Since hitting an all-time high of almost $69,000 last November, Bitcoin‘s (BTC 4.68%) price has plunged about 70% as of this writing as investors have soured on risky assets. But despite the poor recent performance, this doesn’t mean that the long-term potential for this top cryptocurrency is impaired.
In order for Bitcoin to reach $100,000 per coin, it would need to rise in value roughly fivefold. This might seem like a stretch, but it isn’t out of the realm of possibilities. Let’s take a closer look at what needs to happen.
The store-of-value argument
Bitcoin’s most prominent use case rests on it becoming viewed by investors as a “digital gold.” For decades, gold has been a popular asset for people to park their money in. Bitcoin, however, has four key advantages compared to the precious metal.
Bitcoin is easier to store, as it doesn’t take up any physical space. Secondly, one Bitcoin is divisible to the eighth decimal place (or one-hundred-millionth of one Bitcoin), called a Satoshi. Additionally, thanks to the numerous payment services out there, like a Visa debit card from Coinbase and “Checkout with Crypto” from PayPal, Bitcoin can be used to buy goods and services.
Lastly, Bitcoin is absolutely finite. There will only be 21 million coins ever produced. And this supply cap, coupled with rising demand, supports a higher price over time. The supply of gold, on the other hand, can increase if the price of the metal soars enough to make it economical to search for deposits and open more mines around the world.
These critical characteristics support the argument that Bitcoin could very well be superior to gold as a store of value. Even if Bitcoin’s entire market cap, which stands at $393 billion as of this writing, only reaches 15% of the $12.5 trillion of gold in the world, the price of one coin would eclipse $100,000. I don’t think that’s a huge stretch.
Expanding set of infrastructure and utility
It’s probably very likely that most people’s first interaction with cryptocurrencies is to buy Bitcoin. Luckily, today, there are an unlimited number of ways to purchase the digital asset. Fintech players like Block, Coinbase, PayPal, and Robinhood make it effortless to buy and store Bitcoin with just a few taps on a smartphone.
Then there are more advanced services that might appeal to institutional investors. For example, investment bank Goldman Sachs has a dedicated Bitcoin trading desk. There are also numerous Bitcoin-related exchange-traded funds.
Because fiat currencies, like the U.S. dollar, lose value over time thanks to inflation, major corporations like Block, MicroStrategy, and Tesla have decided to allocate some cash on their balance sheets to Bitcoin. I expect more companies to do this as well.

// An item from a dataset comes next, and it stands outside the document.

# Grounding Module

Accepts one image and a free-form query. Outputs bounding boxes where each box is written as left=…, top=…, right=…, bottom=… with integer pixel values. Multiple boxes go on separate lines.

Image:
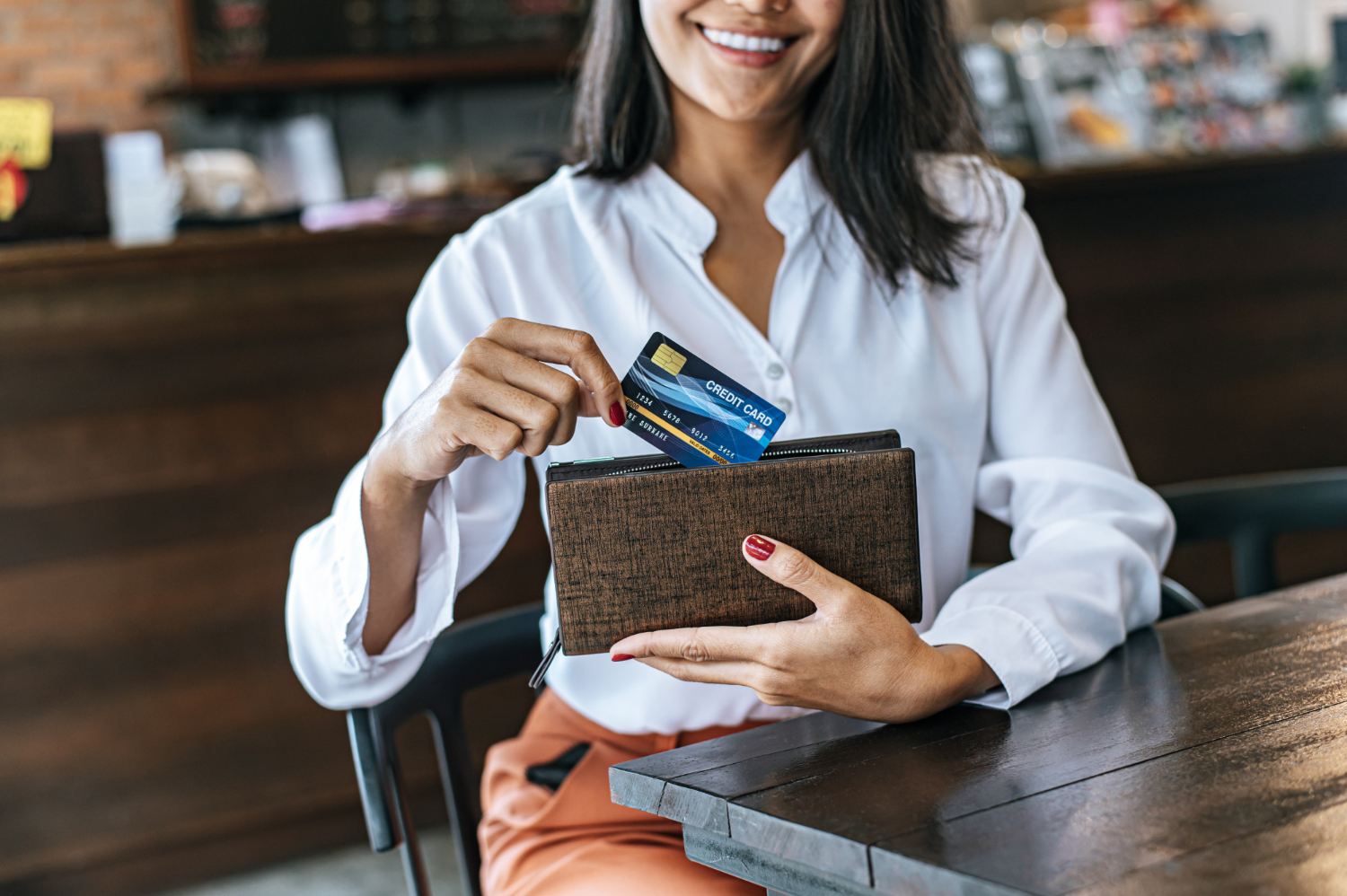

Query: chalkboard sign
left=178, top=0, right=589, bottom=89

The growing legitimacy of Bitcoin as an asset has resulted in countries like El Salvador and Central African Republic making it legal tender within their borders. Whether citizens are actually using Bitcoin in their daily lives is another issue, but these moves demonstrate that leaders are taking it seriously.
Besides being used primarily as a store of value, Bitcoin could also play a role in disrupting the $589 billion global market for remittances. Citizens abroad must traditionally pay hefty fees, averaging 6.5% of the transaction size, to money transmitter businesses in order to send money back home to loved ones. Developers must find ways to scale Bitcoin’s network, but with fees that are essentially nonexistent, this is a potential use case that can unlock sizable economic value in the world.

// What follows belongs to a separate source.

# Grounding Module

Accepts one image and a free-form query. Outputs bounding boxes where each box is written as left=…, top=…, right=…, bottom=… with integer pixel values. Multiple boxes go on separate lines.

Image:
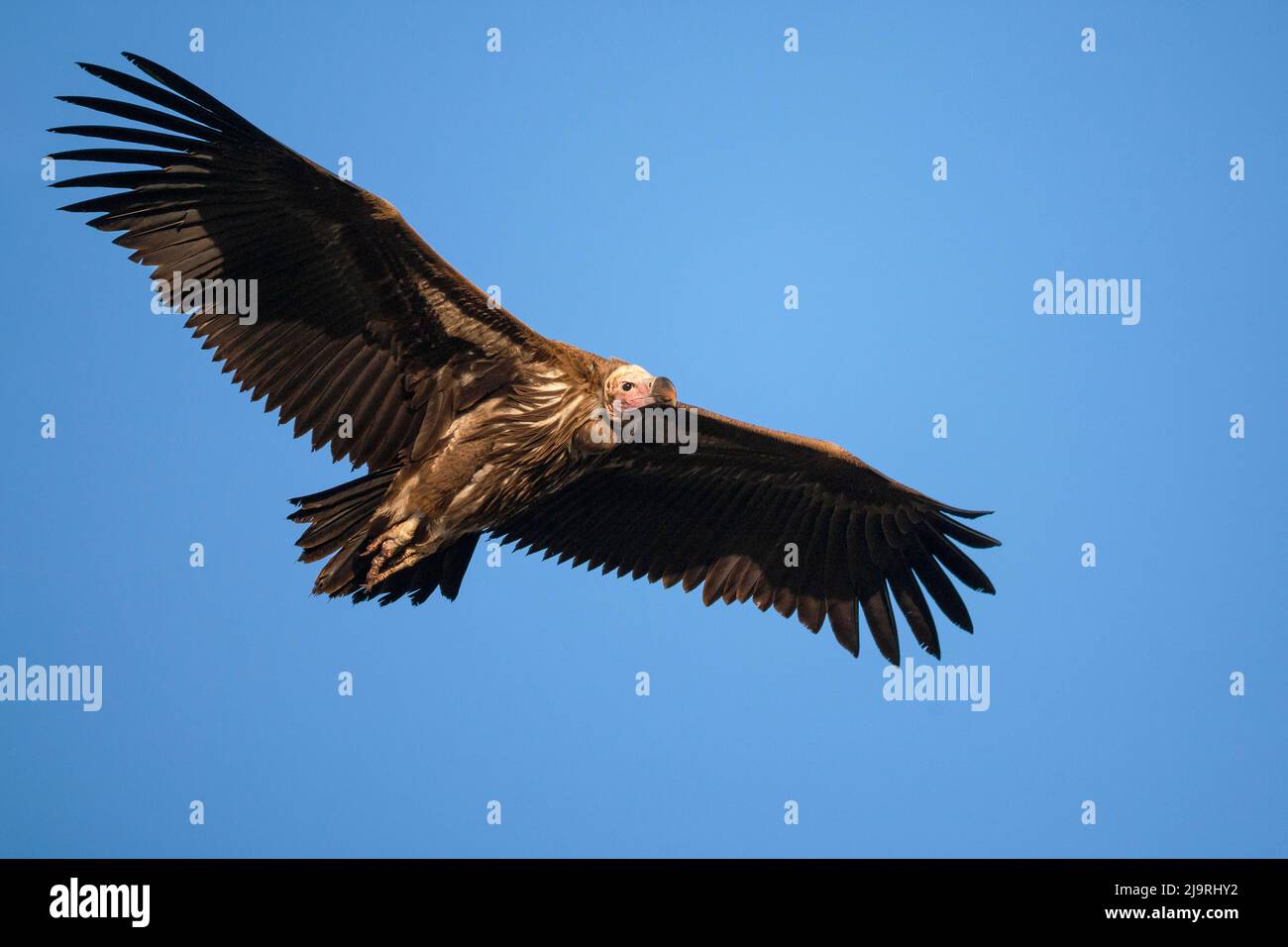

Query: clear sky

As demand for Bitcoin rises, the price will, too.
One looming threat
The path to $100,000 per coin is not without risks. The biggest factor to consider is the threat of government intervention. Last year, China basically banned mining and owning cryptocurrencies. While leaders in the U.S., like Securities and Exchange Commission Chair Gary Gensler and Federal Reserve Chairman Jerome Powell, have publicly stated that they don’t intend to ban cryptocurrencies, investors will need to pay attention to any developments here.

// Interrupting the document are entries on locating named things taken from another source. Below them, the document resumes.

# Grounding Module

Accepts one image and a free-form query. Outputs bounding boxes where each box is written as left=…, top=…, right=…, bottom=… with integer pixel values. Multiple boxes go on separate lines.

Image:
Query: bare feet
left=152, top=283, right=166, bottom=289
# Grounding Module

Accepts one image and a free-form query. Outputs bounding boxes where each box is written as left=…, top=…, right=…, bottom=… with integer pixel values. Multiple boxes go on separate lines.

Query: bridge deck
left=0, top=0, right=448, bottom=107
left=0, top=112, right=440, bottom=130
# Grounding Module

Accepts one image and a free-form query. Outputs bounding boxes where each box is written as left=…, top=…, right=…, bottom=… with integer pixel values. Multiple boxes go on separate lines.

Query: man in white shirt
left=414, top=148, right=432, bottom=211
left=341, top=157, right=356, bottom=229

In May, the While House issued an executive order tasking various governmental agencies with learning more about digital assets and finding ways to regulate them for the safety of consumers. I think this was positive news that signaled the legitimacy of crypto in a way that will be productive for all stakeholders.
Practice patience
Even though it’s the world’s first and most valuable cryptocurrency, investors will want to adopt a very long time horizon. Bitcoin will undoubtedly experience more ups and downs on the way to possibly reaching $100,000. The smart move is to put just 1% of a well-diversified portfolio in it. This way, the downside is limited, and the upside is massive.